Secondhand Magic opens with what seems to be a classic, mid-century, suburban neighborhood, but things take a darker turn when a kid magician gets on the bad side of a spiteful woman who knows how to use real magic. It's a heartbreaking story.
Lessons in The Raising of Household Objects is another story where family is front and center. A young girl narrates a story in which her mother is pregnant with twins and the girl is terrified of the twins and of their imminent birth. The story plays out like a nightmare, an anxiety dream the girl is having, as the story goes further and further into the surreal.

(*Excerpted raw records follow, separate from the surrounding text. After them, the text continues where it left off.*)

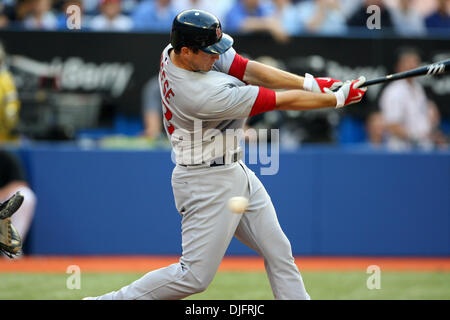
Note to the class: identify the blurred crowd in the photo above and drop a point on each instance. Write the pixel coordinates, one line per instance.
(280, 18)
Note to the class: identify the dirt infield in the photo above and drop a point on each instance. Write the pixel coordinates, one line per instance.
(229, 263)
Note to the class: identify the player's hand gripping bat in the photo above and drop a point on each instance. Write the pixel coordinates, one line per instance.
(432, 69)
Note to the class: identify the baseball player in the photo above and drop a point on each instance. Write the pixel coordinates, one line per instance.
(10, 240)
(207, 89)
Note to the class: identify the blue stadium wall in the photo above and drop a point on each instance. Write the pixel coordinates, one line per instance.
(329, 202)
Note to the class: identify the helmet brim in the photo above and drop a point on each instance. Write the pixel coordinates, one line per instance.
(225, 43)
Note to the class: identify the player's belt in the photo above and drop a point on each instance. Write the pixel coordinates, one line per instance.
(220, 161)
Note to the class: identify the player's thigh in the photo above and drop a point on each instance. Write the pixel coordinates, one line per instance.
(260, 230)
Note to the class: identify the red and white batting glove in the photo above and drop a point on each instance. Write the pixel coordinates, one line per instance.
(320, 84)
(350, 92)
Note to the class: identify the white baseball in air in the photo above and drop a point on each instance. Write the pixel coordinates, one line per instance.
(238, 204)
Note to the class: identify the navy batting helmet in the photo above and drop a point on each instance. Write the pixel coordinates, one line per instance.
(199, 29)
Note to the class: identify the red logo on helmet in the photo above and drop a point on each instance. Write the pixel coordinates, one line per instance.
(219, 32)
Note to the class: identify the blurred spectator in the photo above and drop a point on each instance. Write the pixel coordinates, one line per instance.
(216, 7)
(4, 20)
(9, 103)
(254, 16)
(154, 15)
(41, 17)
(375, 129)
(12, 179)
(411, 120)
(360, 17)
(349, 7)
(286, 14)
(63, 16)
(152, 108)
(111, 18)
(16, 11)
(439, 21)
(407, 21)
(91, 7)
(321, 16)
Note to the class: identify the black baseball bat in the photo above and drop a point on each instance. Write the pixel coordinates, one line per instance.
(432, 69)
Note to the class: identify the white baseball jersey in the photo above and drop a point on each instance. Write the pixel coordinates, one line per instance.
(200, 107)
(404, 103)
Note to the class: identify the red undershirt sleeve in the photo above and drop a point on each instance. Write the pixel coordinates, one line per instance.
(265, 101)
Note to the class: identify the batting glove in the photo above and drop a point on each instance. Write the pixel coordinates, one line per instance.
(350, 92)
(10, 242)
(319, 85)
(11, 205)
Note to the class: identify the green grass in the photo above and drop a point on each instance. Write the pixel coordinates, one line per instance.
(238, 285)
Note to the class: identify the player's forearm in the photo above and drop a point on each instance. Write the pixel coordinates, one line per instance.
(303, 100)
(269, 77)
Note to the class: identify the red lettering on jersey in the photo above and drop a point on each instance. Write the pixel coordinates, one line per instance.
(168, 113)
(165, 86)
(168, 116)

Family is at the forefront again in All My Love, a Fishhook. A man tries to come to terms with the troubled relationship he has with his father and his own son.

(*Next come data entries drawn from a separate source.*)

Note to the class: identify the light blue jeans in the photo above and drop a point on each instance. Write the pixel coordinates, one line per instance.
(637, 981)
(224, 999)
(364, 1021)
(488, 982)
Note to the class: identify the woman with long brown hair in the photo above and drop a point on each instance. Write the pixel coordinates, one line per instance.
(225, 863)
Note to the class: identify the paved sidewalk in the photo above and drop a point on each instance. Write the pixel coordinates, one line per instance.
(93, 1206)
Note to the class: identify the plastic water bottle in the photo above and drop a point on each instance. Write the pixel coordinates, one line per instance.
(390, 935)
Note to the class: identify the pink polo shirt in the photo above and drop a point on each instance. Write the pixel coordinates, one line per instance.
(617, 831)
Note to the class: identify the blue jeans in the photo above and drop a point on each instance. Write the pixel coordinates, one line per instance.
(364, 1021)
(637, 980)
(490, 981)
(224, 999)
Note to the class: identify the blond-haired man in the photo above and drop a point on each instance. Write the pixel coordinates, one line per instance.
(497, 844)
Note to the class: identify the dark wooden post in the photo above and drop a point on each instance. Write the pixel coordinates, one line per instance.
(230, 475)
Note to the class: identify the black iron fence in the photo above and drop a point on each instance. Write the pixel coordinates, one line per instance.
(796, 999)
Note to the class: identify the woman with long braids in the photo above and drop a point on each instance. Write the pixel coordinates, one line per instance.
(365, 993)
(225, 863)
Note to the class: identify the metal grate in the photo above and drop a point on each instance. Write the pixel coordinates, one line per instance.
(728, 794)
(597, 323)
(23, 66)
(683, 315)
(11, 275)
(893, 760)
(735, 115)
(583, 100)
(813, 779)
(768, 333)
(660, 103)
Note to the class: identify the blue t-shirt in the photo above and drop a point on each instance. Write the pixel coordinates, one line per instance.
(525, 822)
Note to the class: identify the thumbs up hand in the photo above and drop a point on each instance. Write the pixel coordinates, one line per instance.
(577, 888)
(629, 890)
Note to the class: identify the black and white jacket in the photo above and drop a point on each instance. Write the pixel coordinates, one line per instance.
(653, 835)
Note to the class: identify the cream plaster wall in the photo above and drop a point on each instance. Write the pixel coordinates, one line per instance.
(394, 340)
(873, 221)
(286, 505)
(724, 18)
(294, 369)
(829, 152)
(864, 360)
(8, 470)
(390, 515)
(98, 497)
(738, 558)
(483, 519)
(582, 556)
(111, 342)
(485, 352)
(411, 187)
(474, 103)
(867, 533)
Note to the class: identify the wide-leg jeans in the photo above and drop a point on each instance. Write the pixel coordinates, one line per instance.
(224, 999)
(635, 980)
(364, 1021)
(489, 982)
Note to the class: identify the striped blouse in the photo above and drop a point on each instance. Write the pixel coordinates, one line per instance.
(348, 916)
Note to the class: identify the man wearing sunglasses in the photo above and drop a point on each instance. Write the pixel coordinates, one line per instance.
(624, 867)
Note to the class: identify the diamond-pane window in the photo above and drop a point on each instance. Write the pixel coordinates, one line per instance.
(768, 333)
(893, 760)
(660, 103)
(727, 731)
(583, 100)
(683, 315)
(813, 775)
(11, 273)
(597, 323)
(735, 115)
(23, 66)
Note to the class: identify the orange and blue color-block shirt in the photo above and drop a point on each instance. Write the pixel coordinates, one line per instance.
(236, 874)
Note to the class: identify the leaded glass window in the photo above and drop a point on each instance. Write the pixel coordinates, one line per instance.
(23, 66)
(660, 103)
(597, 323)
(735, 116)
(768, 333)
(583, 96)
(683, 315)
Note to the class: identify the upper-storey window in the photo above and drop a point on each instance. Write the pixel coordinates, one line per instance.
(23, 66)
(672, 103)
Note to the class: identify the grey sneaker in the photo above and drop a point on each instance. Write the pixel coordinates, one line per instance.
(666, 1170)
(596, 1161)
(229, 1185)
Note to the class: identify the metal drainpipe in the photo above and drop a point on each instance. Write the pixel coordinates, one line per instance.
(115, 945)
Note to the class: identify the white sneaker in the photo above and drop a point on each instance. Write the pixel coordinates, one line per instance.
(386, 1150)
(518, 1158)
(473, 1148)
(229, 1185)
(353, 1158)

The title story is one of the best weird fiction stories of 2014. A town is plagued by "omens," Everyone has their own individual one, which ends in their death. The main character is a young teenager, and is struggling as she wants her own omen and feels left behind as hers refuses to manifest. Another beautiful, dark, sad story.
The Santa Claus Parade has forever changed the way I will view street corner and department store Santas.
The Zhanell Adler Brass Spyglass is another sad story about a boy struggling to cope with his parent's divorce.
In Crossroads and Gateways Marshall makes use of African myth to tell a fable of love.
Readers take a trip to a creepy South African house in Ship House, another story in which family and inherited guilt take the forefront. This one is also run through with the creepy Rumpelstiltskin fairy tale.
Supply Limited, Act Now is a melancholic story of growing up, and follows a group of young boys as they get their hands on a real shrink ray.
More family tension exists in In The Moonlight, the Skin of You, which follows a girl who stays with her father after her mother abandons them. They live in a rugged, logging community, and things change when a mysterious girl arrives.
The Gallery of the Eliminated is about a boy whose father brings him to a mysterious, magical place in the wake of a family tragedy.
Helen Marshall's writing evokes feeling of love, beauty, guilt, yearning, regret, and sadness. She understands the complex family relationships that exists and explores them fearlessly. This is a must have collection for fans of weird literature, and is easily one of 2014's best books.